CD: We have a wide audience that we need to provide services for, but these users do have one important characteristic in common: They are looking for the best combination of productivity and power.

We spend a lot of time reviewing how VB developers work, and we try to provide tools that suit how different types of VB developers use their tools. It's critical that we make things easier for developers, but it's just as critical that we provide the features and capabilities for high-end VB developers. This is why we provide features such as generics, operator overloading, and so on. It's my opinion that all these features will eventually be applicable to everyone who uses the product.

For example, take a look at the My.Classes we've added to the framework, which enable you to speed-dial into aspects of the framework. These classes also come with hooks back out to the framework, where appropriate. We have some simplified file access stuff in there, but the Stream object is right there, hanging off the top-level file I/O class. So you can do the 80 to 90 percent of the stuff you need to do right there with two to three lines of code. But if you are the bleeding edge power-user, you can jump off right there using the Stream object.

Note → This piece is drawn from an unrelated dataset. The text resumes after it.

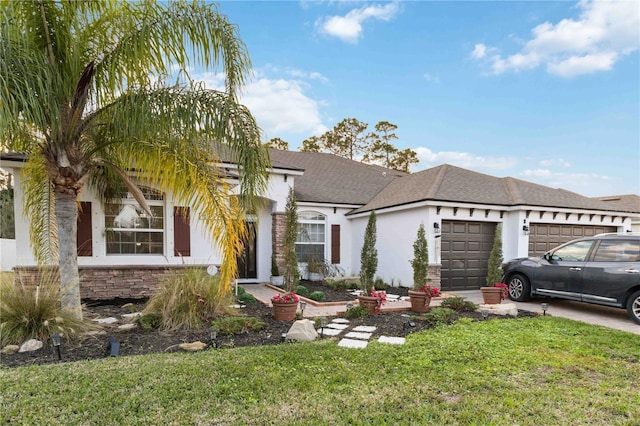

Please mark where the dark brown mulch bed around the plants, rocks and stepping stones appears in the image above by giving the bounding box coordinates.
[0,282,534,368]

PM: Reviewing some of the features for version 1 of VS.NET—inheritance, support for multiple threading models, direct access to the underlying framework—it appears a lot of time and effort went into disproving that VB was a toy language. How much was the desire to create a "real" development tool a factor for you when designing and building the first implementation of VS.NET?

CD: The reason we made many of the decisions we made was so we could make VB a first-class member of the platform. In order to play in that space, we needed to add all those things you mentioned. We got a lot of those power features because we implemented the .NET Framework.

So, it isn't that we set out by saying that we were going to create a really powerful object-oriented tool that is going to satisfy x or y group of people who have been demanding x and y features. What we said was, "We want to be a first-class tool on the .NET platform," and those features came along with that. But we also know that what we didn't get in version 1 of the product were features like edit-and-continue.